The rapid proliferation of generative components, such as LoRAs, has created a vast but unstructured ecosystem. Existing discovery methods depend on unreliable user descriptions or biased popularity metrics, hindering usability. We present CARLoS, a large-scale framework for characterizing LoRAs without requiring additional metadata. Analyzing over 650 LoRAs, we employ them in image generation over a variety of prompts and seeds, as a credible way to assess their behavior. Using CLIP embeddings and their difference to a base-model generation, we concisely define a three-part representation: Directions, defining semantic shift; Strength, quantifying the significance of the effect; and Consistency, quantifying how stable the effect is. Using these representations, we develop an efficient retrieval framework that semantically matches textual queries to relevant LoRAs while filtering overly strong or unstable ones, outperforming textual baselines in automated and human evaluations. While retrieval is our primary focus, the same representation also supports analyses linking Strength and Consistency to legal notions of substantiality and volition, key considerations in copyright, positioning CARLoS as a practical system with broader relevance for LoRA analysis.
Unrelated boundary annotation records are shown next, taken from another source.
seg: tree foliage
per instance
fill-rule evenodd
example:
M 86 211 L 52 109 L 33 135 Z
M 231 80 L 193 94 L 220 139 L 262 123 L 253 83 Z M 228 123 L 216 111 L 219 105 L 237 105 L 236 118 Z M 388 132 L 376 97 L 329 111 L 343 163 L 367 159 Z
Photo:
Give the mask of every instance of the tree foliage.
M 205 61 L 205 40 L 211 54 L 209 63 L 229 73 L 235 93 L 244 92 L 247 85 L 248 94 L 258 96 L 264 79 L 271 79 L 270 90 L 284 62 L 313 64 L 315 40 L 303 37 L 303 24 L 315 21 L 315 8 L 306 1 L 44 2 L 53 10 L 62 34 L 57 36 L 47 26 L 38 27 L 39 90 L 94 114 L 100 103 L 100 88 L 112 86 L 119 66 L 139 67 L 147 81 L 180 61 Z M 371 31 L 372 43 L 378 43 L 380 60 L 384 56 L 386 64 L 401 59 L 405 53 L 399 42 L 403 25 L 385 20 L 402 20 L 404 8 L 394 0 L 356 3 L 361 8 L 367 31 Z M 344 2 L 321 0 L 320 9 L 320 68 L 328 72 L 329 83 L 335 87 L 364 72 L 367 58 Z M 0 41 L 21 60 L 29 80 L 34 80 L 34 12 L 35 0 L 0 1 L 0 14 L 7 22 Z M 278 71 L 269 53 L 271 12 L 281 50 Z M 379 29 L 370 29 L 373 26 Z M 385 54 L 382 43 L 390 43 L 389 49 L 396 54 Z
Given a set of curated LoRAs operating over the SDXL backbone, we represent each one as a three parts vector, used for efficient retrieval (left). To create our concise representation (top), we generate for each LoRA and the vanilla backbone images using N = 280 prompts and M = 16 seeds. We measure the semantic difference between the vanilla generation and the LoRAs in CLIP space (CLIP-diff), and store their average as a representative Direction effect, their mean magnitude to represent effect Strength, and their variance as a measure for Consistency. During retrieval (bottom), we measure the average CLIP space difference between a set of N different prompts with and without the retrieval query appended. We then simply retrieve the LoRAs with the most similar Direction vectors, and filter out LoRAs demonstrating above-threshold Strength and under-threshold Consistency.
Our LoRA dataset, in Consistency Rank vs. Strength Rank distribution. Too strong and too inconsistent LoRAs (red regions) are filtered out. Example generations for two prompts for different strength and consistency LoRAs are visualized.
Qualitative comparisons of textual description-based retrieval (bottom rows) to CARLoS (top row). While some effects are sufficiently described in text (e.g., Pixel Art) and are therefore retrieved well, more elaborate queries, (such as celestial beings, or futuristic games) are not described well, resorting textual-based retrieval to similar wording as opposed to effects (e.g., clouds, cartoons).
Retrieval Performance Evaluated by Different VLMs. Scores indicate the quality of retrieved top-3 LoRAs as judged by state-of-the-art Vision-Language Models. CARLoS consistently yields results preferred by all evaluators. The scores are normalized in min-max manner across all queries and retrievers.
Aggregated results of our subjective user study. Participants compared CARLoS against four strong textual retrieval baselines (QWEN3, E5, BGE, GTE) across three criteria. CARLoS was consistently preferred in all categories.
Legal considerations. LoRAs expose users to liability and rights. Weak or inconsistent LoRAs (top), are unlikely to impose infringement or authorship. Strong consistent LoRAs may infringe depending on protected elements replication, or distinct styles (bottom-right,middle), but not necessarily (bottom-left).